We’ve hit the ground running this year and there is already so much exciting stuff going on out there, and behind the scenes here. We’ve been madly curating the first few months of exciting features for you, talking to some mad artists, setting up creative challenges and tying it all together with one hell of a bow. And we are excited to finally announce our official blog launch!
Our regular posts and podcasts will all begin on Monday 29th February, get in and subscribe to the newsletter now, so you won’t miss a thing!
Before you groan… “We have to wait another month?” We have a little sneak peak of stuff going on locally in February to share, just to whet your appetites.
With a background in textile and design, OmiLee, a local emerging artist, has a unique style that transforms acrylic into textiles, plays with colour and abstraction, bringing refreshing depth and dynamism to local art culture.
Since making the decision to practice her art full time in 2010, she confesses it wasn’t until 2013 that she really came into her style with the palette knife, and by early 2014 she began work on creating pieces to complete two artist residencies, a solo exhibition in Helsinki, Finland and another in Logan. To avoid the excessive costs of transporting large artworks overseas, she began working on a much smaller scale, exploring new ways of manipulating her preferred medium, acrylic.
“Ever since I started painting, I had been collecting the dried skins of paint from my palettes and hoarding them for some unknown project down the track. I could see they had unexplored potential, and as most good things do, it just fell into place that this project was the right time and reason to experiment with them. It began with cutting and collaging skins to make images, then moved onto painting imagery within the skins and from there the sculptures formed.”
And she created a 30 piece exhibit, entitled ‘Exchange’ that fit in one suitcase: 24 skin paintings attached to paper, 3 framed, 1 collage and 2 sculptures.
During her 6 week residency, OmiLee made time to discover and be inspired by Finnish art and explored new methods of creating. Admitting that “my professional and personal growth far exceeded my proposed outcomes.”
It is clear to us that OmiLee embodies the very elements that make up a good artist: The ability and confidence to push yourself, to be open minded, the ability to keep trying new things and… patience!
Even before leaving for Finland, OmiLee spent years experimenting with paint and media before she came into her signature style and even now, the use of acrylic skins can be a long process, taking up to 200 days to create a single sculpture.
“I am the kind of person who believes in the long-learning route, rather than the shortcut…” OmiLee.
OmiLee’s work will be on display at the Able Gallery in Loganlea until 24th February and we sincerely recommend checking it out.
Another artist that embodies these key elements and is influenced by our landscape is Dr Merri Randell.

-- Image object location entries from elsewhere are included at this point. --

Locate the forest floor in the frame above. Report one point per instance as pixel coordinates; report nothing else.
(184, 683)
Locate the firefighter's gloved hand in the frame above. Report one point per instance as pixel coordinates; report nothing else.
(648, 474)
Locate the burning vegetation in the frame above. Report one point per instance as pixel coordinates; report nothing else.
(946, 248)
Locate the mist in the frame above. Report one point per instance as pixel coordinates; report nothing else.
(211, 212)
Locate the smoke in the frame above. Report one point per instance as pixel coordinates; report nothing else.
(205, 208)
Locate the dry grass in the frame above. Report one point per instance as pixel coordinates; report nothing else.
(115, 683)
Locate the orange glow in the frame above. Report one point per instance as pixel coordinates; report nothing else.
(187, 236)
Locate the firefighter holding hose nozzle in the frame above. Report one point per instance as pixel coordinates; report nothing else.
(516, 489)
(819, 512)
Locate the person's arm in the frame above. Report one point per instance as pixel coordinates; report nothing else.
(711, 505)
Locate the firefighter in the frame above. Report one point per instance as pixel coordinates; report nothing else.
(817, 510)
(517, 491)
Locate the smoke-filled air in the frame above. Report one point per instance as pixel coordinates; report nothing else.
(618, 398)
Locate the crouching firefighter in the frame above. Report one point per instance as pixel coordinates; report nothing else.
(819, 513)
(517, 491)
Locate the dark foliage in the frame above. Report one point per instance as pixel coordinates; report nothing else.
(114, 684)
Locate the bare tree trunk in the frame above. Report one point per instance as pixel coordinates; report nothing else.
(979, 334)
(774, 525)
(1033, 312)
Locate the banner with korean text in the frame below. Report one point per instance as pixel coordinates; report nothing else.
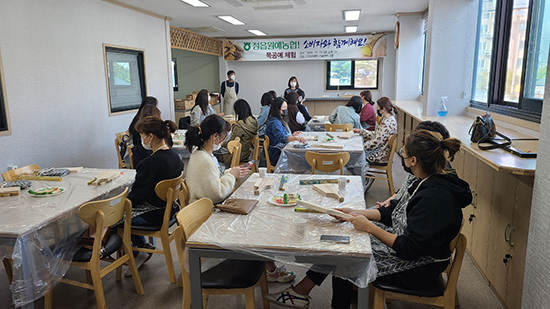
(314, 48)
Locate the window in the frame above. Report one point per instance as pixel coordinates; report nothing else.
(352, 74)
(511, 56)
(4, 117)
(125, 71)
(175, 74)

Merri is a digital artist who has a current exhibition at the Logan Art Gallery featuring some of her work from her recent Logan BushCare residency. Her works are predominantly audio-visual installations, animating images of local bush land to create an exaggerated experience of the vegetation and wildlife. The animation is subtle, but effective in mythologising the trees themselves. Instead of the usual photography where we typically see branches and leaves sweep romantically against the blue above, her images focus on the depths of the bush, the tangled roots, the grassy undergrowth. Highlighting the importance of viewing our landscape as a whole, bringing the viewers’ attention to the natural and sometimes chaotic and disgusting mechanisms that make up the entire ecosystem.
“I celebrate diversity by creating worlds full of beautiful, hybrid monstrosities that seduce, beguile and disturb… Maybe if mainstreamers can appreciate the reality of my monstrous trees, they might appreciate other things outside the norm – that these trees, places, people or cultures have value.”
It is easy to see her influences in her work. Her love of trees and the need to protect them. Her love of visual mediums, including dark cinema such as ‘Videodrome,’ (Cronenburg 1983) and shocking sculptures such as those from Sarah Lucas. Her work has an element of something wildly different and it excites and disturbs me.
There is no doubt that Merri’s work is effective in generating discussion about our surrounding environment. In our hectic, mainstream society we often take for granted everything that is going on around us. We recommend getting over to the Logan Art Gallery and checking out her work until the 20th February. You can watch them online at merrirandell.com but experiencing her installations in person are really worth the effort.